Public blasts TUD fee subsidy

Chris Caskey, The Union Democrat /

The Tuolumne Utilities District will continue to examine whether it makes sense to lower connection and capacity fees for future developers in an attempt to spur growth.

Multiple people criticized the idea during a Tuesday meeting of the TUD Board of Directors, though board members said they are considering lowering the fees and want more information on how it could impact TUD's water supply and bottom line.
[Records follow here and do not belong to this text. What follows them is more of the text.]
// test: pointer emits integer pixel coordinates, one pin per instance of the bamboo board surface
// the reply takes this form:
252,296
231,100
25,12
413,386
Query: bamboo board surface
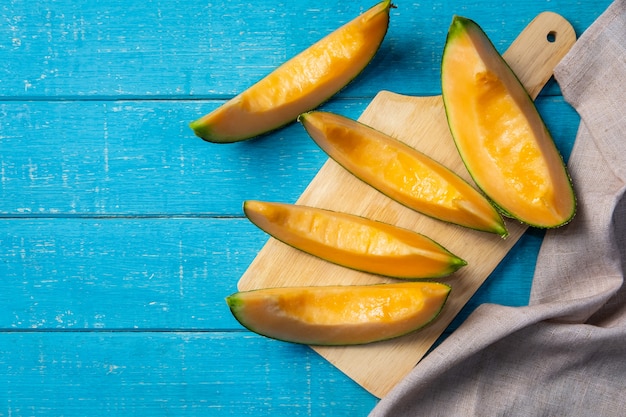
421,123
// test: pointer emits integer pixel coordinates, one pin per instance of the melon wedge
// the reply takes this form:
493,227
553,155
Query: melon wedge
300,84
401,172
339,315
353,241
499,133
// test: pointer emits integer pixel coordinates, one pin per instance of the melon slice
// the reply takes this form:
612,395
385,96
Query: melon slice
301,83
339,315
401,172
499,133
353,241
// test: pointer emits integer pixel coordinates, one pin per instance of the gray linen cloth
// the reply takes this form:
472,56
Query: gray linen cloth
565,353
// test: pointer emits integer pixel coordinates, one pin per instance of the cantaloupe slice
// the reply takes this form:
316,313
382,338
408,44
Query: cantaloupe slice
353,241
300,84
339,315
401,172
499,133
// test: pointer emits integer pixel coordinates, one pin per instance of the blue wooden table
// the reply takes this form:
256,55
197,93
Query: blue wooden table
121,232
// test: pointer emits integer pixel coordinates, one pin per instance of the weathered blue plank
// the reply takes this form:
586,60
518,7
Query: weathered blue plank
169,373
191,48
157,273
122,273
141,158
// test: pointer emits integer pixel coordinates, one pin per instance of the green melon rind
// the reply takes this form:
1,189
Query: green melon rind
235,305
205,132
454,265
459,26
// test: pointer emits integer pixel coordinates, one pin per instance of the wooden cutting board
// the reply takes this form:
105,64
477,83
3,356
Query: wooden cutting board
421,123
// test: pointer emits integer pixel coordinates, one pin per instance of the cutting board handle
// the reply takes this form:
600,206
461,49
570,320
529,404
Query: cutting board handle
538,49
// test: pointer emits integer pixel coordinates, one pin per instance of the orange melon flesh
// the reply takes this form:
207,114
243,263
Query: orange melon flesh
354,242
339,315
300,84
401,172
499,133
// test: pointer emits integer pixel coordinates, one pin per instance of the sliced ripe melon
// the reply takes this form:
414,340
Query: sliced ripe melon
354,242
499,133
300,84
339,315
401,172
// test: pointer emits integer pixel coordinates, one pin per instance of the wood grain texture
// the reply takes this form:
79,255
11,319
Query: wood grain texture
421,123
109,206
The idea, according to directors and meeting documents, would be to significantly reduce up-front fees the district charges builders based on costs to connect to the TUD system and on a new development's impact on the system. Though there is no formal proposal on the table, directors said they are interested in exploring possibilities like cutting the fees that can add up in excess of a million dollars by half or allowing installment payments over an extended period.

Members of the board backing the concept say a temporary reduction in fees would stimulate growth in the district by cutting costs for builders. In the long run, Board President Mike Sarno said, more growth means more customers and more revenue.

"To continue to maintain and fund our costs, we either have to cut costs dramatically, increase rates or increase revenue," Sarno said.

The fees are calculated for individual projects based on their impacts on the TUD water infrastructure, including storage tanks, treatment plants and water mains. TUD General Manager Pete Kampa told the board that state regulations control the fees to some extent. Kampa suggested TUD further investigate what parts of the system have what levels of capacity, look into where the district has committed water and sewer, and nail down other details it will need to know before proposing a full plan to reduce those fees.

"This is going to take some staff time, still," Kampa said to the directors.

Even without a proposal on the table, members of the public lined up to warn TUD about such a move. Speakers used terms like "sweetheart deal" to describe a discount, and suggested the district should not cut costs for developers at the expense of the TUD system and current customers. Jerry Cadagan called it a "reverse Robin Hood-ism" where the developers would receive benefits paid for by ratepayers.

"If a development project really has merit, the developer should be willing to pay legitimate costs and fees," Cadagan said.

While the proposal would be general change to the fees, members of the public brought up a pending apartment complex proposed for Columbia. Under the proposal, developers Golden State Holdings and RC Equities are looking to build an 80-unit complex at Union Hill and Parrotts Ferry Road.

The developer has approached TUD multiple times seeking a discount in the connection and capacity fees, which would add up to between $700,000 and $800,000.

Multiple speakers said the fees are fair.

"There's a cost to doing business, and that's important," said Tuolumne resident Laurie Sylwester.

The board asked Kampa and district staff to analyze the issue further and report back at a future meeting.